Oh this is so primal that I have not seen it before, but indeed what hinders me from taking action to make my life better is the fear of things becoming better.
It's the phenomena I have often read about but now I have to say that not only I understand it intellectually but also I feel it physically. Yes the perspective of things getting better scares the shit out of me because I don't know how to handle such situation. I'm not used to things being fine, I'm not used at all. I actually can see now how I've been dodging every opportunity of things getting fine in my life.
Dodging.
Maybe it's even more than that. Maybe it's scary because as a codependent I am putting so much effort and worry and concern into my every day stuff, and I somehow imagine that when things get better I will have to put tenfold more effort, which is maybe what really scares the shit out of me. All my life I'm running on maximum capacity (i.e. using the "flight" response as defined here) yet things are shitty - so I'm afraid of how much effort it would require to worry about all the things being good. It just seems so much more complex, so much more dangerous, so much more fragile, so much more risky, and most of all: so much not for me. To use the business life allegory: I'm somehow afraid of not being competent in being happy, and therefore having to work long hours of over time in order to hide this fact and not get fired.
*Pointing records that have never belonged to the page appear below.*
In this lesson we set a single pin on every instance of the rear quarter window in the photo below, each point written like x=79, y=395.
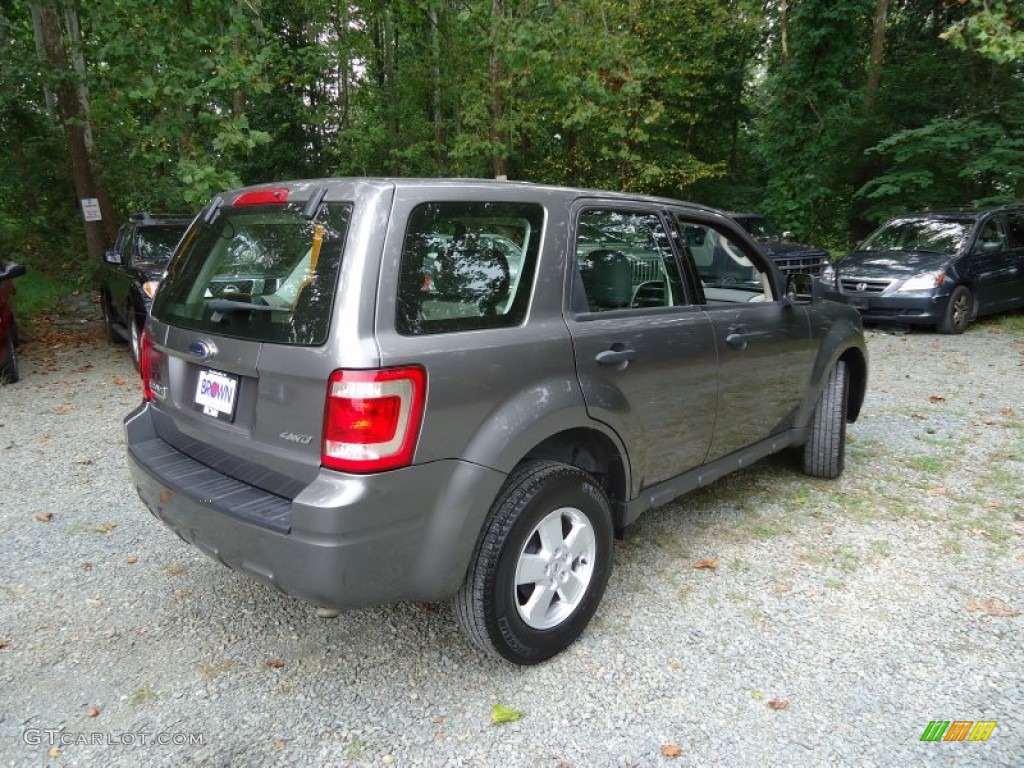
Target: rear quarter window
x=467, y=266
x=264, y=272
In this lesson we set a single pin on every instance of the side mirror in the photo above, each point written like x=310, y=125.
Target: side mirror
x=800, y=289
x=9, y=270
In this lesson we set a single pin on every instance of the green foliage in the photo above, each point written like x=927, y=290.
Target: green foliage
x=995, y=31
x=691, y=98
x=950, y=161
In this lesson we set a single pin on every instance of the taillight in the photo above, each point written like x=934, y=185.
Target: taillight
x=372, y=419
x=262, y=197
x=148, y=365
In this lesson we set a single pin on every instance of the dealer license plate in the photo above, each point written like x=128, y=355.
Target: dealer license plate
x=216, y=394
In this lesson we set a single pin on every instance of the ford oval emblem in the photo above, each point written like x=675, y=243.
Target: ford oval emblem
x=202, y=350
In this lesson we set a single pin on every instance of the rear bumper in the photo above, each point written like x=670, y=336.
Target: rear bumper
x=344, y=541
x=908, y=309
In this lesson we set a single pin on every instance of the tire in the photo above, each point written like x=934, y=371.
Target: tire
x=960, y=311
x=134, y=335
x=113, y=337
x=8, y=371
x=550, y=530
x=824, y=452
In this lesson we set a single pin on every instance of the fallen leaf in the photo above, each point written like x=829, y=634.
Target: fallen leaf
x=502, y=714
x=992, y=606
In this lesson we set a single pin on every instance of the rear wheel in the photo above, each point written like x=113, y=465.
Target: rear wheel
x=541, y=565
x=824, y=452
x=960, y=311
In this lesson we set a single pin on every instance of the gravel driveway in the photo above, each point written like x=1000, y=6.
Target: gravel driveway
x=768, y=620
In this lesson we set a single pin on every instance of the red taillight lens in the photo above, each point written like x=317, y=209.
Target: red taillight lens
x=148, y=365
x=262, y=197
x=372, y=419
x=143, y=364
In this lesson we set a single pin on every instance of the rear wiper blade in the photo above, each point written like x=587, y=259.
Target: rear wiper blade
x=222, y=307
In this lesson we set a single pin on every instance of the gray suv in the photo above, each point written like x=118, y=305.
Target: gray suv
x=361, y=391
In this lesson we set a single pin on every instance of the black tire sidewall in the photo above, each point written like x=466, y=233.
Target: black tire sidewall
x=572, y=488
x=949, y=324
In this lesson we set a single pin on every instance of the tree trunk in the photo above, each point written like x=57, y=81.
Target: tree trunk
x=75, y=121
x=878, y=50
x=783, y=26
x=499, y=162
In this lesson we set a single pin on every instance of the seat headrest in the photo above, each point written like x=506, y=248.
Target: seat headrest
x=607, y=278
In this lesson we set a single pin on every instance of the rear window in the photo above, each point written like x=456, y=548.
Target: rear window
x=156, y=244
x=467, y=266
x=263, y=272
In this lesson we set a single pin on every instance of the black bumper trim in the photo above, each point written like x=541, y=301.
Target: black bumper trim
x=180, y=473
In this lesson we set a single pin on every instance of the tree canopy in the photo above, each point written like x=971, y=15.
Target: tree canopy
x=827, y=115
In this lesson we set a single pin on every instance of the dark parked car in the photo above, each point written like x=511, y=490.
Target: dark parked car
x=939, y=268
x=8, y=328
x=130, y=272
x=788, y=256
x=457, y=389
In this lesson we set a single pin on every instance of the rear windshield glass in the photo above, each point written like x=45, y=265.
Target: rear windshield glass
x=467, y=266
x=263, y=272
x=156, y=244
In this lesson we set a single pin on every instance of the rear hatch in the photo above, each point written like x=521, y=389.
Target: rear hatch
x=240, y=348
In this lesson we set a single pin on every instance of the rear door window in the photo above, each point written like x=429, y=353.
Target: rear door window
x=626, y=261
x=467, y=266
x=261, y=272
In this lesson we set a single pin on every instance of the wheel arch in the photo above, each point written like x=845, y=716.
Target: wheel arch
x=593, y=452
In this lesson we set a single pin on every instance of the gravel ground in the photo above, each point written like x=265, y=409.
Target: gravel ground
x=840, y=617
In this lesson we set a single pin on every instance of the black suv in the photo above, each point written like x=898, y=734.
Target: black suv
x=130, y=272
x=791, y=257
x=937, y=268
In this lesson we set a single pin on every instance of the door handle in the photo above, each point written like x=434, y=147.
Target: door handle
x=615, y=356
x=736, y=340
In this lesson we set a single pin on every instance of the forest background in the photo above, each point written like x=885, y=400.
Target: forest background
x=828, y=116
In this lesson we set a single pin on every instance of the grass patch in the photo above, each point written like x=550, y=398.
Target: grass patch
x=142, y=694
x=39, y=293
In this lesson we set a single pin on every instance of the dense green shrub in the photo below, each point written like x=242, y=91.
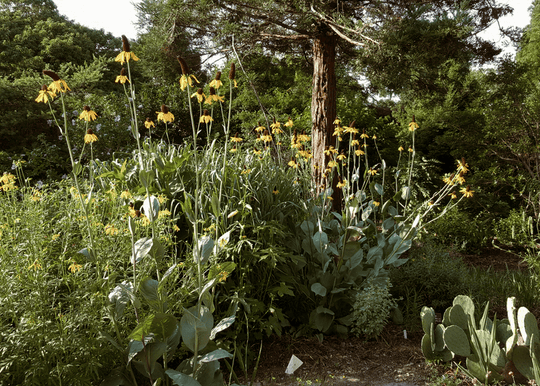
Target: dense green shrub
x=431, y=277
x=460, y=230
x=372, y=308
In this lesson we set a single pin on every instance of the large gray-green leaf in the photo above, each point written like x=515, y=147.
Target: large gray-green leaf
x=320, y=240
x=141, y=248
x=222, y=325
x=121, y=295
x=204, y=249
x=216, y=355
x=150, y=208
x=181, y=379
x=160, y=325
x=149, y=290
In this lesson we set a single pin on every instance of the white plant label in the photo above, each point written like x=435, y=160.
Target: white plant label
x=294, y=364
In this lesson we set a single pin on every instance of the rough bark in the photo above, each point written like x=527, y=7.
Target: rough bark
x=323, y=110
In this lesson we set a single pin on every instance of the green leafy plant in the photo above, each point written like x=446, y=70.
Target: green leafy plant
x=372, y=308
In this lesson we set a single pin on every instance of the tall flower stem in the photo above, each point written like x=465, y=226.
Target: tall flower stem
x=65, y=133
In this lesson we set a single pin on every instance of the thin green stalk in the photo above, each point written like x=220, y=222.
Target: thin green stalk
x=76, y=180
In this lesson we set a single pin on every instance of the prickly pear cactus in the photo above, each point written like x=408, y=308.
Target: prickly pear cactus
x=481, y=343
x=457, y=341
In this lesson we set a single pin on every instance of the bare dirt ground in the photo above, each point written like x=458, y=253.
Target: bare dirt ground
x=391, y=360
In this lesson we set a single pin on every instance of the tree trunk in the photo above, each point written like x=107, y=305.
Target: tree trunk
x=323, y=112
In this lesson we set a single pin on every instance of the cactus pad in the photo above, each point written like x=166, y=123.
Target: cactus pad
x=457, y=341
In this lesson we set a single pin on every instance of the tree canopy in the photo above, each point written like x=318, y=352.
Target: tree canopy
x=398, y=37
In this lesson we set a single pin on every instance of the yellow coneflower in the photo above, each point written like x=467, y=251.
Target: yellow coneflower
x=267, y=137
x=216, y=83
x=199, y=94
x=58, y=85
x=351, y=129
x=449, y=180
x=90, y=137
x=186, y=78
x=122, y=78
x=74, y=267
x=236, y=138
x=165, y=115
x=463, y=167
x=292, y=163
x=45, y=94
x=213, y=97
x=413, y=125
x=338, y=131
x=304, y=137
x=467, y=192
x=289, y=123
x=277, y=130
x=87, y=114
x=149, y=123
x=126, y=195
x=206, y=117
x=126, y=55
x=330, y=150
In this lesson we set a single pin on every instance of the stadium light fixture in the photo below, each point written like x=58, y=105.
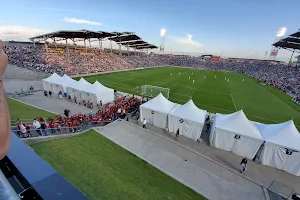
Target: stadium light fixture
x=281, y=32
x=162, y=32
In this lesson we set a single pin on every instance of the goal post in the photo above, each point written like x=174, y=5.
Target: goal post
x=153, y=91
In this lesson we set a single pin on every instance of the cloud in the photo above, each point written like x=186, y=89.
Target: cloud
x=81, y=21
x=20, y=33
x=58, y=10
x=187, y=41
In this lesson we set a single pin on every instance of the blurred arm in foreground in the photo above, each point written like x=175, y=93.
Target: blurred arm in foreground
x=4, y=112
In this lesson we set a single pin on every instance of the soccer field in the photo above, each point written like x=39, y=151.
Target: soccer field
x=216, y=95
x=103, y=170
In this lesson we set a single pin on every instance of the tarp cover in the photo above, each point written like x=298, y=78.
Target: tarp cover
x=97, y=92
x=76, y=88
x=188, y=118
x=282, y=146
x=235, y=133
x=156, y=111
x=53, y=83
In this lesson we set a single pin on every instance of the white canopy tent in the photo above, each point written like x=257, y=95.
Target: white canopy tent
x=235, y=133
x=76, y=88
x=188, y=118
x=156, y=111
x=282, y=146
x=53, y=83
x=66, y=81
x=97, y=92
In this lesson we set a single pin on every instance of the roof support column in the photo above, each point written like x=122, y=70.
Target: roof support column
x=290, y=61
x=74, y=44
x=54, y=43
x=110, y=46
x=85, y=46
x=46, y=46
x=67, y=45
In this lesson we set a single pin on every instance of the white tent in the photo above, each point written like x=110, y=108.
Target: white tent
x=66, y=81
x=76, y=88
x=53, y=83
x=282, y=146
x=235, y=133
x=188, y=118
x=97, y=92
x=156, y=111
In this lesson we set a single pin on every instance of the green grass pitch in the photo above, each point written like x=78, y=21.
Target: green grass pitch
x=103, y=170
x=100, y=168
x=260, y=103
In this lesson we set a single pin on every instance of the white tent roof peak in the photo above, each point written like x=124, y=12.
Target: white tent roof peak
x=99, y=86
x=82, y=80
x=238, y=123
x=189, y=111
x=283, y=134
x=54, y=76
x=160, y=104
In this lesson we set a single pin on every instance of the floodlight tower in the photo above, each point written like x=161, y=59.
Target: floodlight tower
x=279, y=35
x=163, y=38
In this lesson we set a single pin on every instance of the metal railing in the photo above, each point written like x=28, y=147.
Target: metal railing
x=60, y=130
x=279, y=191
x=6, y=190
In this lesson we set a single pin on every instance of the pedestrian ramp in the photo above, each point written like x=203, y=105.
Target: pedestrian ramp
x=191, y=169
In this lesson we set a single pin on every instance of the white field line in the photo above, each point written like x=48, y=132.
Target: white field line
x=180, y=94
x=200, y=105
x=233, y=102
x=120, y=81
x=280, y=100
x=184, y=86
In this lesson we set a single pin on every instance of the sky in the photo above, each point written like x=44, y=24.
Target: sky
x=231, y=28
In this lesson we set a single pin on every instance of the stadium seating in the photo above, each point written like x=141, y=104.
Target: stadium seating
x=80, y=61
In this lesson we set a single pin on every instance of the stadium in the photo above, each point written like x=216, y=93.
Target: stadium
x=109, y=120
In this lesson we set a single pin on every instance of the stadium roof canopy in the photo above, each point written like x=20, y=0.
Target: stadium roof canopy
x=128, y=39
x=125, y=38
x=292, y=42
x=133, y=43
x=149, y=46
x=63, y=35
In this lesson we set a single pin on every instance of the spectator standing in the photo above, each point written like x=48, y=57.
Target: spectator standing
x=144, y=123
x=177, y=134
x=243, y=165
x=37, y=126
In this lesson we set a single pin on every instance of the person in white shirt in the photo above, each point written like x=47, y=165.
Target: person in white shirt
x=144, y=123
x=22, y=128
x=36, y=125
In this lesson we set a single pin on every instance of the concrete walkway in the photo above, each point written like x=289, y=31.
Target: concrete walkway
x=53, y=104
x=195, y=171
x=258, y=173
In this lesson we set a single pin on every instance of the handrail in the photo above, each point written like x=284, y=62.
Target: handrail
x=6, y=190
x=63, y=129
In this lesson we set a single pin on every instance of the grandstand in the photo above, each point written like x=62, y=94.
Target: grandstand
x=253, y=96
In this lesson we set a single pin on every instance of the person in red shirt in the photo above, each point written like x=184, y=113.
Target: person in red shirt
x=57, y=126
x=52, y=127
x=59, y=118
x=70, y=124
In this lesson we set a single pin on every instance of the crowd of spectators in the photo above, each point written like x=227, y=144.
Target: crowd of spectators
x=78, y=61
x=77, y=122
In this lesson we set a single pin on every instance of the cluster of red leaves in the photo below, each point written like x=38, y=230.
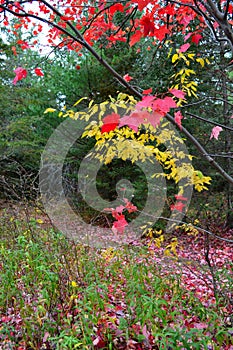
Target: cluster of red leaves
x=191, y=267
x=148, y=111
x=117, y=213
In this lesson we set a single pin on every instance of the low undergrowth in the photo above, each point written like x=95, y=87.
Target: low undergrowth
x=57, y=294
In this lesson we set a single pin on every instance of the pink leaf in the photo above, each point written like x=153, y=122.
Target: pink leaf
x=178, y=117
x=39, y=72
x=178, y=93
x=215, y=132
x=196, y=38
x=119, y=225
x=180, y=197
x=127, y=77
x=135, y=38
x=184, y=48
x=21, y=73
x=178, y=206
x=111, y=121
x=147, y=92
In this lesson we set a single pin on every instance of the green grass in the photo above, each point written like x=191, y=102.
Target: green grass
x=57, y=294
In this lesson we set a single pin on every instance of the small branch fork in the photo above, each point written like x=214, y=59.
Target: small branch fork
x=78, y=37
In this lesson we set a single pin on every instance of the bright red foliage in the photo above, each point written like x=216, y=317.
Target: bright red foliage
x=21, y=73
x=111, y=121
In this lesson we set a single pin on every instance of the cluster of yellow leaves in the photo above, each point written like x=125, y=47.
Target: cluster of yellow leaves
x=127, y=144
x=109, y=253
x=184, y=79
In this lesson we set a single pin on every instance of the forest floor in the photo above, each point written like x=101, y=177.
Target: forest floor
x=59, y=294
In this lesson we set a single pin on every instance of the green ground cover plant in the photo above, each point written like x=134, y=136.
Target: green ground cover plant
x=58, y=294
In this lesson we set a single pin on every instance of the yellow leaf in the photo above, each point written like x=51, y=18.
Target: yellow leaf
x=201, y=61
x=73, y=284
x=81, y=99
x=50, y=110
x=175, y=57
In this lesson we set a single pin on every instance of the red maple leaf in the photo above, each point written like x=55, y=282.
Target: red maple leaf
x=178, y=93
x=142, y=4
x=178, y=117
x=120, y=224
x=111, y=121
x=135, y=38
x=178, y=206
x=127, y=77
x=161, y=32
x=116, y=7
x=148, y=25
x=21, y=73
x=147, y=92
x=39, y=72
x=196, y=38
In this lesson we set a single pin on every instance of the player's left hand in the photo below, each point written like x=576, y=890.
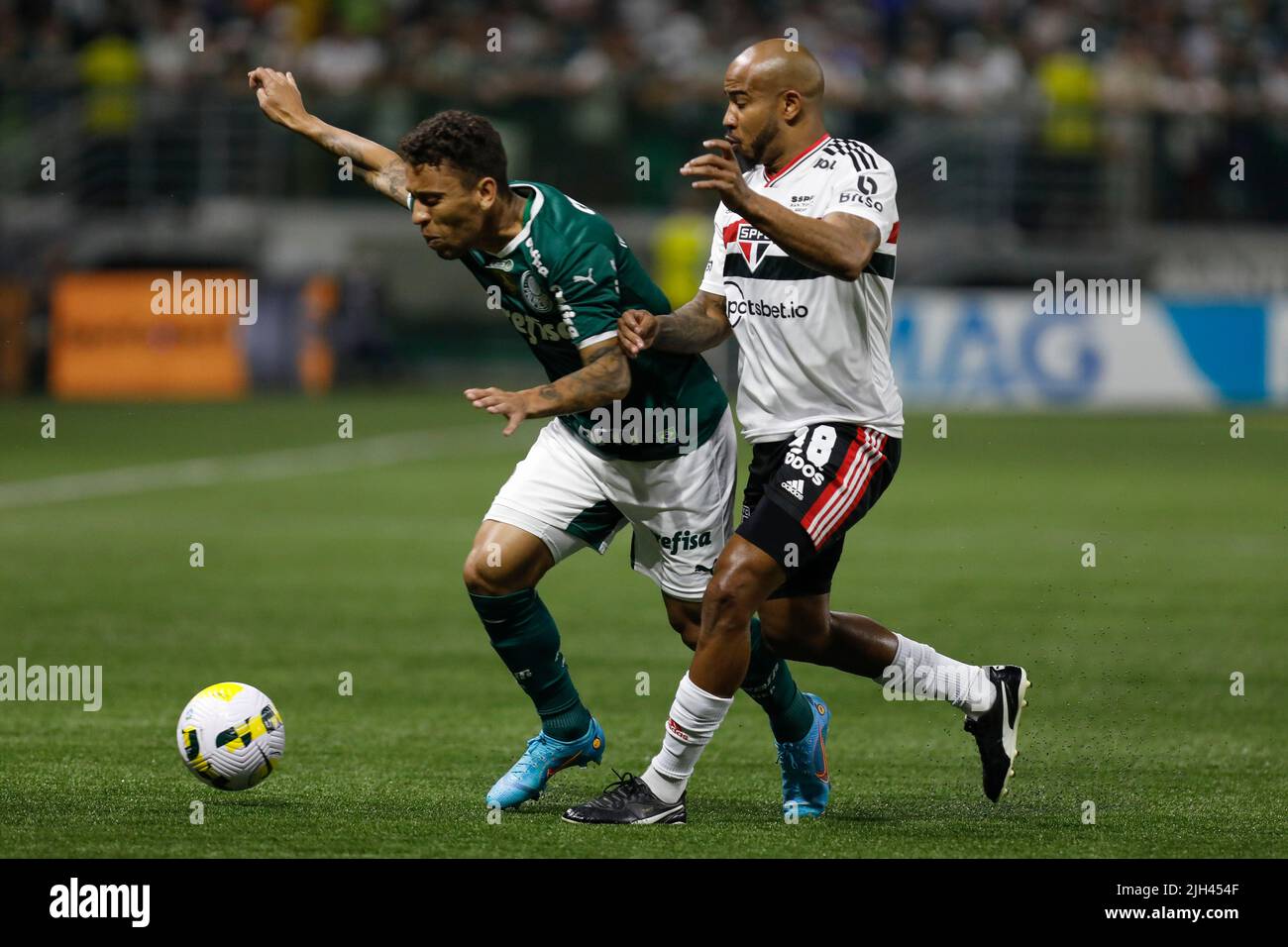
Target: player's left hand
x=720, y=172
x=513, y=405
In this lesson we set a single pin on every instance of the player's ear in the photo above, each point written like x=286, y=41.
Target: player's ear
x=791, y=105
x=485, y=192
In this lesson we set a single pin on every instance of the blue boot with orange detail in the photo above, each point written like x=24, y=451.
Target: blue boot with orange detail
x=545, y=757
x=806, y=781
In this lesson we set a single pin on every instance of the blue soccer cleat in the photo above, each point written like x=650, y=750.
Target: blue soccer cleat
x=804, y=762
x=542, y=759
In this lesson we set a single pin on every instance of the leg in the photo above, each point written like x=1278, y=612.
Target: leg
x=768, y=682
x=501, y=574
x=805, y=629
x=743, y=579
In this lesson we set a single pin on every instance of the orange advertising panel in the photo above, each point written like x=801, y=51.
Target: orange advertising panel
x=147, y=334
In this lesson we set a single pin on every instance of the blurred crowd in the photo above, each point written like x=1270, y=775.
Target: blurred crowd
x=1206, y=56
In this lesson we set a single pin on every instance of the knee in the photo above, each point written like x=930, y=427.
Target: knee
x=690, y=628
x=789, y=637
x=729, y=603
x=484, y=575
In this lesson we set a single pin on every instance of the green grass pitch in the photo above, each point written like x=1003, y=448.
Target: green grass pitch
x=317, y=565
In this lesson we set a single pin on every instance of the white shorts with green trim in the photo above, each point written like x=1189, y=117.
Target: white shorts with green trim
x=681, y=509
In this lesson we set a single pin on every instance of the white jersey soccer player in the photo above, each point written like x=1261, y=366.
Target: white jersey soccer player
x=802, y=270
x=811, y=347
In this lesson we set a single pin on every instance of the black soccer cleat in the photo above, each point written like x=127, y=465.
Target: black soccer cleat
x=629, y=801
x=996, y=731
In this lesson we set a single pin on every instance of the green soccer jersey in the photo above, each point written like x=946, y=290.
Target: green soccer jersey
x=565, y=279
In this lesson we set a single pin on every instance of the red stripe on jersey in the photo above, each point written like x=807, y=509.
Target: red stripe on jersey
x=772, y=178
x=851, y=501
x=825, y=496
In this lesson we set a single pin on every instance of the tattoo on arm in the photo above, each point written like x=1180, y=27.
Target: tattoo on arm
x=390, y=180
x=604, y=376
x=691, y=329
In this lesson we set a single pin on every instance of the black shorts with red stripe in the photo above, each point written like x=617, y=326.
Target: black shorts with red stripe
x=805, y=492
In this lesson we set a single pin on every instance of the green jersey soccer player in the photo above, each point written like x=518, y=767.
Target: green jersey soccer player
x=649, y=442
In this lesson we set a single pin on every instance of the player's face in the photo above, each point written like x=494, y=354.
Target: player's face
x=751, y=120
x=449, y=209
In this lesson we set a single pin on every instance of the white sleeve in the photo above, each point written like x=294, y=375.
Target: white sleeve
x=867, y=192
x=712, y=279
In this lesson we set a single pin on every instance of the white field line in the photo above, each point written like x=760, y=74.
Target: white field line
x=266, y=466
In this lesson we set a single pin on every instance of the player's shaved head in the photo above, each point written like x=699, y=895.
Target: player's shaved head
x=772, y=67
x=776, y=101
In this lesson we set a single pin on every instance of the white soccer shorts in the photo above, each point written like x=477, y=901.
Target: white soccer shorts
x=681, y=509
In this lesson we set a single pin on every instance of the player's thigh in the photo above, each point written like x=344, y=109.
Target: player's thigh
x=505, y=558
x=787, y=620
x=686, y=618
x=743, y=579
x=681, y=512
x=557, y=496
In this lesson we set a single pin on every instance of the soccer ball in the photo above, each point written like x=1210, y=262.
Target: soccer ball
x=231, y=736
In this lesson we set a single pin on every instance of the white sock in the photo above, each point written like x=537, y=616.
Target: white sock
x=941, y=678
x=695, y=718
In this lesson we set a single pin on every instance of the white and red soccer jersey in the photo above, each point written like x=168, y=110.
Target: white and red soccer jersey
x=812, y=347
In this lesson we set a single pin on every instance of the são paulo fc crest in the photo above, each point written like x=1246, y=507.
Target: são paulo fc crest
x=532, y=292
x=748, y=240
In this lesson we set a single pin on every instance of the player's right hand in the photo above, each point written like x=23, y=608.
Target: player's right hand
x=278, y=95
x=636, y=330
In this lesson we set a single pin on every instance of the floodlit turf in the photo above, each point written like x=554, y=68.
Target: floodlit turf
x=312, y=571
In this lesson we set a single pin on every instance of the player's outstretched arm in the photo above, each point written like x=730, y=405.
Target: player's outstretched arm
x=281, y=101
x=696, y=326
x=604, y=376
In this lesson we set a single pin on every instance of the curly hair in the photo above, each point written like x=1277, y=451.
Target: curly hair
x=464, y=140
It feels like getting an agoraphobic panic attack by seeing just a keyhole glimpse of the outside world after living all life in a closet. And I panic even before I can understand what I see through that keyhole. I think I must have had this glimpse moment often in my life, but because I haven't been mindful enough, I was not able to register the view or the keyhole, I would only notice the panic. That's how I have ended up thkinging that I am so "unlucky" in my life.
And yes I could have read it probably somewhere earlier but the real difference is in actually consciously experiencing it. In many areas no amount of theory can replace the practice and emotional healing is definitely one of those areas.